La larga lista de tendencias conductuales en las que las relaciones hombre-mujer están desequilibradas se extiende a trastornos cognitivos y neuropsiquiátricos. Las mujeres son dos veces más propensas a experimentar depresión clínica y trastorno de estrés postraumático; y los hombres están dos veces más inclinados a convertirse en alcohólicos o drogodependientes, tienen un 40 por ciento más probabilidades de desarrollar esquizofrenia, diez veces más tasa de dislexia y son cuatro o cinco veces más propensos al autismo.
“La literatura neurocientífica muestra que el cerebro humano es un órgano de tipo sexual con diferencias anatómicas en las estructuras neurales y con su repercusión en las funciones correspondientes”, dice Larry Cahill, profesor de Neurobiología en la Universidad de California en Irvine, que ha dirigido un informe especial publicado en enero de este año en el Journal of Neuroscience Research y dedicado a la influencia del sexo en el sistema nervioso. Los estudios de imágenes cerebrales indican que estas diferencias se extienden mucho más allá del dominio estrictamente reproductivo, explica Cahill. Así, el hipocampo de una mujer, crítico para aprender y memorizar, es más grande que el de un hombre y funciona de manera distinta. Por el contrario, la amígdala de un hombre, asociada con la experiencia y el recuerdo de las emociones, es más grande que la de la mujer, y también funciona de manera particular, según las investigaciones de Cahill.
Como es sabido, las mujeres conservan recuerdos más fuertes y vivos de los acontecimientos emocionales.
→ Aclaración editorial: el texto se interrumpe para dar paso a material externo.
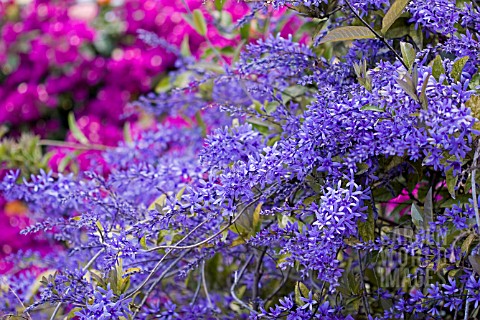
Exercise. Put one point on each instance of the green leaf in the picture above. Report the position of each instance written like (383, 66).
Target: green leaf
(451, 182)
(219, 4)
(458, 67)
(475, 262)
(159, 203)
(127, 133)
(399, 29)
(393, 13)
(437, 68)
(408, 54)
(416, 34)
(76, 132)
(468, 242)
(347, 34)
(409, 88)
(199, 22)
(301, 291)
(417, 218)
(474, 104)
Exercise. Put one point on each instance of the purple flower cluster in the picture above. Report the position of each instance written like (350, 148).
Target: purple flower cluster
(268, 198)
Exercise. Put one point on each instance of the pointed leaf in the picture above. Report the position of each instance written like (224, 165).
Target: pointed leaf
(437, 68)
(468, 242)
(347, 34)
(199, 22)
(408, 54)
(393, 13)
(76, 132)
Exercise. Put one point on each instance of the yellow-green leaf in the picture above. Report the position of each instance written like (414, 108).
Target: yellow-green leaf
(76, 132)
(347, 34)
(437, 68)
(393, 13)
(458, 68)
(451, 182)
(199, 22)
(158, 203)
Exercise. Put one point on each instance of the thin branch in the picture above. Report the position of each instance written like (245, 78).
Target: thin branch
(237, 277)
(84, 269)
(197, 291)
(474, 188)
(256, 280)
(63, 144)
(157, 281)
(377, 35)
(204, 284)
(225, 228)
(362, 282)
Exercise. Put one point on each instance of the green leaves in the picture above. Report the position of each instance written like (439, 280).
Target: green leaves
(408, 54)
(347, 34)
(437, 68)
(393, 13)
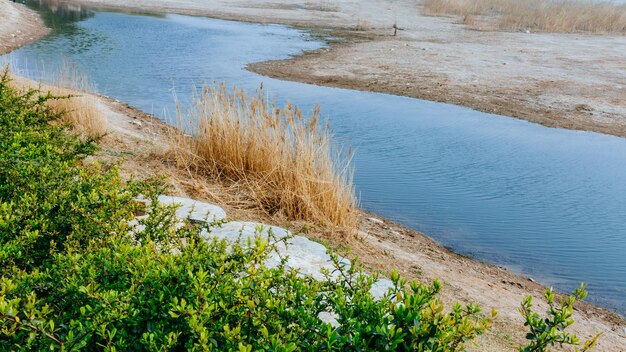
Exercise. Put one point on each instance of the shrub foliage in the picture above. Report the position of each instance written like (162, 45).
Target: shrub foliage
(76, 275)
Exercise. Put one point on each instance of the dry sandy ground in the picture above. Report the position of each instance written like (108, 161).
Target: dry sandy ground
(18, 26)
(572, 81)
(139, 142)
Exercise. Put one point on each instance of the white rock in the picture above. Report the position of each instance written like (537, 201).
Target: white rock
(380, 288)
(194, 210)
(304, 255)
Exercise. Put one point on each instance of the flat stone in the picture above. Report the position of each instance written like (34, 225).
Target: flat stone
(194, 210)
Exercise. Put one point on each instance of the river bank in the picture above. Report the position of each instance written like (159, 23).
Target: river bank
(572, 81)
(136, 141)
(18, 26)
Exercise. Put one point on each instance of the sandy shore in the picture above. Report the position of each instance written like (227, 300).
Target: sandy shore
(573, 81)
(136, 140)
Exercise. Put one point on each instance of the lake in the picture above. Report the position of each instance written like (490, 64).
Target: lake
(547, 203)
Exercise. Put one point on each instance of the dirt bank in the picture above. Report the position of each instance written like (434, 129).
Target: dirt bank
(18, 26)
(136, 140)
(573, 81)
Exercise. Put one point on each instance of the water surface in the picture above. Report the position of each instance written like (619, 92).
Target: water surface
(547, 203)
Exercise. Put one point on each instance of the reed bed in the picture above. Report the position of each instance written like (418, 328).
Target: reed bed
(285, 161)
(558, 16)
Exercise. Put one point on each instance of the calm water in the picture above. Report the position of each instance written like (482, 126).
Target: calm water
(545, 202)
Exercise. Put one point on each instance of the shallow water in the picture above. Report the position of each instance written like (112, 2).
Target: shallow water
(547, 203)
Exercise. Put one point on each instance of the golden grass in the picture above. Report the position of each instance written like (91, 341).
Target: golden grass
(72, 91)
(559, 16)
(285, 161)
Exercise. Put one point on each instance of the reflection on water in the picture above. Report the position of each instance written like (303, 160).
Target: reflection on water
(59, 15)
(549, 203)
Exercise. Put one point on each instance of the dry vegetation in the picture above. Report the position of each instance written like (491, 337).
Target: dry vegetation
(80, 107)
(285, 161)
(562, 16)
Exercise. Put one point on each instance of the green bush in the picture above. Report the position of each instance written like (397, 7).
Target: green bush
(75, 274)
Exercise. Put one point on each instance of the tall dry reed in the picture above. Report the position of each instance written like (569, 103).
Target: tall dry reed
(284, 160)
(559, 16)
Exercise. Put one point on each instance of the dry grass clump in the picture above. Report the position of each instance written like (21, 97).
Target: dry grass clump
(285, 161)
(562, 16)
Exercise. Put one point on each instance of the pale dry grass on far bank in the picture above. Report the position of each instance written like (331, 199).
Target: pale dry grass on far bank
(71, 98)
(558, 16)
(286, 162)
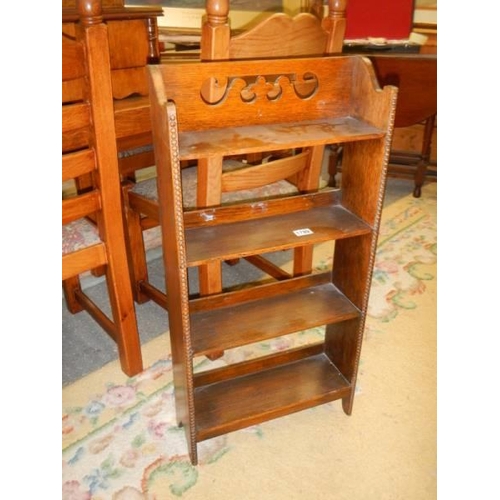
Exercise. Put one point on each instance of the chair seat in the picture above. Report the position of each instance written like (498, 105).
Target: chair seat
(148, 188)
(79, 234)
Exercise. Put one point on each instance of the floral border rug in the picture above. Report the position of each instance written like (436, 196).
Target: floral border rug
(120, 440)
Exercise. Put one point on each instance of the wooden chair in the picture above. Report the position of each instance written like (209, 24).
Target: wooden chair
(415, 75)
(306, 33)
(133, 43)
(89, 149)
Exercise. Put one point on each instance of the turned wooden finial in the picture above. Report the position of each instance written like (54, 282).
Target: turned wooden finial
(217, 11)
(337, 9)
(90, 11)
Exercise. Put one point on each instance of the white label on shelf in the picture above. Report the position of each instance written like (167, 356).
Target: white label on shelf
(302, 232)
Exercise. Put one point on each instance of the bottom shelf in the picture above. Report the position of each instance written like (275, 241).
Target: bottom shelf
(264, 389)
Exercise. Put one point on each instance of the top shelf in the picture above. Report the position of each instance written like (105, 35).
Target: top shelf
(244, 140)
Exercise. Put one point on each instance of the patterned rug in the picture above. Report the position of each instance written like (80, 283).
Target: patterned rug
(120, 440)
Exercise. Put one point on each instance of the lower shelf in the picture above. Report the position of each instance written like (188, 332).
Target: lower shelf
(270, 387)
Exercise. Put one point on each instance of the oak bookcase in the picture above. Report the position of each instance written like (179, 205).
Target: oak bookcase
(269, 105)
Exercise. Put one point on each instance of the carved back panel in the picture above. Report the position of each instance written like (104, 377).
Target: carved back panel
(241, 93)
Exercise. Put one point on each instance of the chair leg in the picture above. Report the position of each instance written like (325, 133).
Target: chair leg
(302, 260)
(423, 163)
(126, 332)
(70, 287)
(136, 253)
(210, 279)
(333, 159)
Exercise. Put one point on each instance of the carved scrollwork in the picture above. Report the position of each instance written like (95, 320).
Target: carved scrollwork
(252, 88)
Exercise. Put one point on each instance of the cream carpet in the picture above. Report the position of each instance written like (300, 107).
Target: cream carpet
(120, 441)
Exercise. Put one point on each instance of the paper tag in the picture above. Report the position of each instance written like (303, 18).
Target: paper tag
(302, 232)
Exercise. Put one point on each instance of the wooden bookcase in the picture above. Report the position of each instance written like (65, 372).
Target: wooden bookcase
(347, 107)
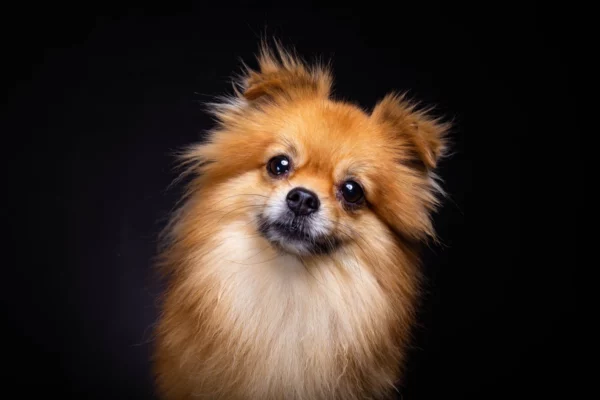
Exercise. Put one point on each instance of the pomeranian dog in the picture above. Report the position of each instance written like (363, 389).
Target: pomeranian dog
(292, 263)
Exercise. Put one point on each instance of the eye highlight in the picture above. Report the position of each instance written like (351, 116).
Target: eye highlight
(352, 192)
(279, 165)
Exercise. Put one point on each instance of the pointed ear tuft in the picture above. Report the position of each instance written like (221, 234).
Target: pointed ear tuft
(424, 135)
(283, 75)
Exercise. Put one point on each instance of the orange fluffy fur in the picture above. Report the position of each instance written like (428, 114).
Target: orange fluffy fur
(244, 320)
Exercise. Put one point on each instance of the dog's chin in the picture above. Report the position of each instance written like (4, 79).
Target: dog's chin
(290, 239)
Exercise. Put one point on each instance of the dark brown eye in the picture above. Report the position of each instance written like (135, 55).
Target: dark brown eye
(279, 165)
(352, 192)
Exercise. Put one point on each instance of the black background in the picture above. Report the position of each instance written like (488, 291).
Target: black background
(99, 97)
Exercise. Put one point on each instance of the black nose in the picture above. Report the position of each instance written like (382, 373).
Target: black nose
(302, 201)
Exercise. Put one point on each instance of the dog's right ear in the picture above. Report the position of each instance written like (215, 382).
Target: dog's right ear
(284, 76)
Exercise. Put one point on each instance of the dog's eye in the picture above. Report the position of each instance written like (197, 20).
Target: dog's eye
(352, 192)
(278, 165)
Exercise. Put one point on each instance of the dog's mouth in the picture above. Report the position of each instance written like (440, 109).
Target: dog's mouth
(296, 236)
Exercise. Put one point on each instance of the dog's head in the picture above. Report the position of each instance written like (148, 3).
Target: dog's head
(311, 174)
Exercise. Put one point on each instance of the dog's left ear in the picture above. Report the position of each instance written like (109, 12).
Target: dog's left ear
(422, 137)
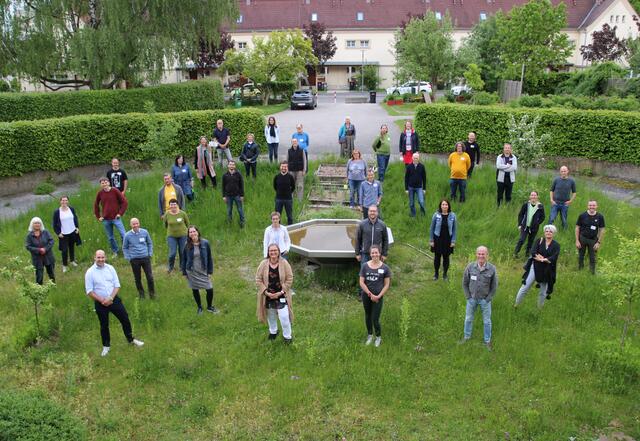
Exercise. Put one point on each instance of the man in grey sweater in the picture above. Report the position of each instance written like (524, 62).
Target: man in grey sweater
(479, 282)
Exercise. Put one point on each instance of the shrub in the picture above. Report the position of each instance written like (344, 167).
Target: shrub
(192, 95)
(32, 417)
(63, 143)
(585, 134)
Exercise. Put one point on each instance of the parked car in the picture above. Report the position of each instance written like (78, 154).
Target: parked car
(410, 87)
(304, 98)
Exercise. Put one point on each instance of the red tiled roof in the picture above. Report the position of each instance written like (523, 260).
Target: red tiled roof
(381, 14)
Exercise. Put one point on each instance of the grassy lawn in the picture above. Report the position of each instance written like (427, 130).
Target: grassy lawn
(217, 377)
Los dos hemisferios del cerebro femenino hablan entre sí más que los de un hombre, según comprobó un estudio de 2013 de la Universidad de Pensilvania, publicado en Proceedings of the National Academy of Sciences, con imágenes cerebrales de 428 hombres y 521 mujeres: el cerebro de ellas mostró una actividad más coordinada entre los hemisferios, mientras que la actividad de los varones se circunscribía más a regiones cerebrales locales. El estudio confirmaba que el cuerpo calloso -la sustancia blanca que conecta los hemisferios- es más grande en las mujeres, cuyo cerebro tiende a una mayor simetría bilateral. En cierta medida, “estas diferencias cerebrales tienen que traducirse en diferencias de comportamiento”, deduce Cahill.
Las hormonas específicas de cada sexo actuarían no solo en los órganos reproductivos sino también en los cerebros. Sin olvidar la configuración cromosómica XX y XY. Si la presencia o ausencia de un único par de bases de ADN conduce a un trastorno genético, ¿cómo despreciar el influjo de un cromosoma?, se pregunta Nirao Shah, neurobiólogo de la Universidad de Stanford en California. Justo el mes pasado, un equipo del Instituto Weizmann, en Israel, publicaba en BMC Biology la identificación de 6.500 genes expresados de forma distinta en hombres y mujeres tras un rastreo en 500 genomas del proyecto GTEx: desde el vello de la piel a las fibras musculares o a las células adiposas.